My mountains

Annabel Croft, Libby Purves and David Gower share their favourite skiing experiences.
  
  

Skiing in Verbier
Verbier Photograph: Corbis

Annabel Croft

Our last trip stands out in my mind because it was a perfect short blast. Another couple whose parents have a chalet in the Swiss resort of Verbier invited us for a weekend. It was really easy to get to and we had all day Saturday and Sunday skiing before going home on Monday afternoon.

The chalet was wonderfully positioned right at the bottom of the slopes so you could just take your skis off and walk only a few metres to it.

Inside, it was lovely, with big log fires. Our hostess was Swedish so there were lots of candles, even at breakfast.

I love the après-ski and the whole atmosphere, but I made the mistake of skiing one morning with a hangover. It was ghastly, and the glare seemed to make it 10 times worse. Me and my husband, Mel, learnt to ski together, and then went skiing for three or four seasons before having children. We are equally bad, but he's more reckless than me and will go down black runs. I like a big, wide motorway of a slope and Verbier has some nice easy runs.

Going for a weekend was perfect for me because it got me back into skiing but it was short enough not to feel guilty about leaving the children. I saw lots of young ones on the nursery slopes and thought of our three. I'd like to take them in a couple of years when the youngest, Lily, is five. I wouldn't take the other two until she is old enough to ski.

Libby Purves

I've never had a nicer time than in Kandersteg, in the Bernese Oberland in Switzerland. It is a traditional village resort with pointy roofs. We like a bit of yodelling, and if anyone is prepared to blow an alpine horn we are pushovers for that. Give us glühwein, fondues and very old locals on wooden skis.

I first skied as a teenager when my father, a diplomat, was posted to Berne, the Swiss capital.

I especially love the independence of cross country skiing, being free of the queues for lifts and all those Day-Glo ski suits.

At Kandersteg in a good year for snow you can potter around the village on cross-country trails, but if there is less snow you have to go up to the glacier. You can go up on the lift to Oeschinen, the vast frozen lake which is great because it is absolutely flat, or on to the rolling high plain up the other side.

When the children were about 11 or 12 we had a marvellous holiday there. They had skiing lessons in the mornings, while I explored the cross-country tracks, and my husband, who is a non-skier, stayed in the little family-run hotel and did some writing.

We all met for lunch and afterwards he'd announce he'd get us hiking down the valley, where the snow was light and we could walk along the tracks.

I discovered snow shoes, which are wonderful for playing around on deep snow. For me snow is more about landscape than sport, though I am planning to take up downhill skiing. Then I'll become one of those sad people with a plastic ski pass round my neck in the queue for the lift.

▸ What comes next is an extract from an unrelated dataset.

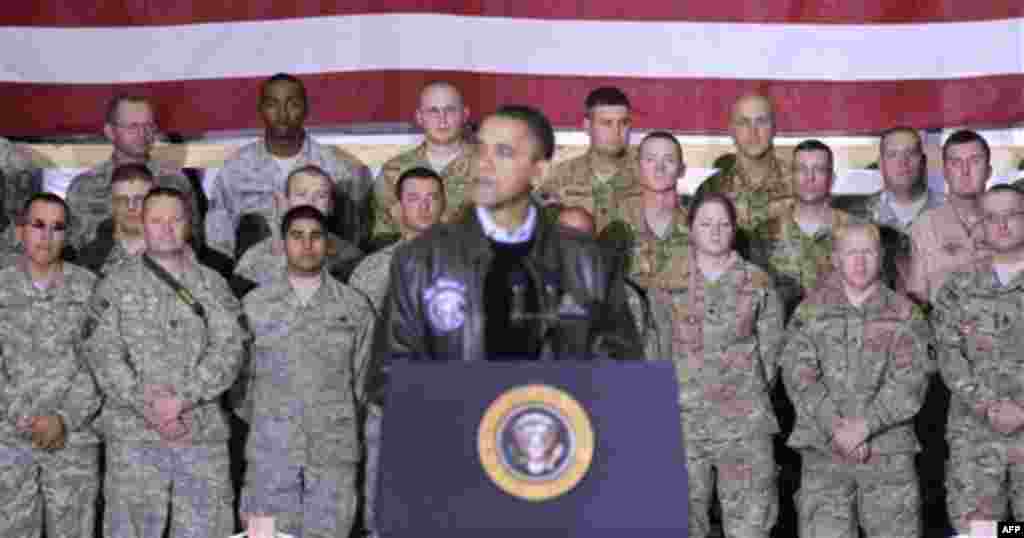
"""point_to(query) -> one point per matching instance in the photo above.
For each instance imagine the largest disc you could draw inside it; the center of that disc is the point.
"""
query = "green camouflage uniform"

• Libby Purves's new novel A Free Woman is published by Hodder at £16.99

David Gower

We went skiing again this year for the first time since having children. My cousin Richard, who is a very good skier, invited us to join a group of friends in St Anton in Austria for a week. Our two daughters, Alex, seven, and Sammi, who is five, had never been before, but his two children who are younger had already been skiing for a couple of years.

The girls went to ski school in the mornings and really enjoyed it. Alex was slower to get going but was doing well by the end and, after her first 50mph crash, Sammi understood that turning was allowed.

St Anton suited our party because its ski school is very good. Richard and his wife could do their powder skiing and there were easier runs for the rest of us, while my wife and I fall into the broad band of intermediates. It was an excellent mix.

It was the week before Easter and we found the snow pretty good high up but slushy down below, which made it a bit difficult.

Some afternoons we took the children skiing with us, using a harness and Richard's expertise to get them through tricky bits. If they didn't feel like going on they'd go down in the lifts and spend the afternoon at the hotel pool.

We stayed at the Schwarzer Adler hotel,which has a fabulous new wing with a swimming pool, a spa and good-size family rooms.

The only trouble was that it was above one of St Anton's most popular night clubs. So we ended up shifting to the back of the hotel which was less noisy.

Our first family ski trip was a great success and we are keen to go again.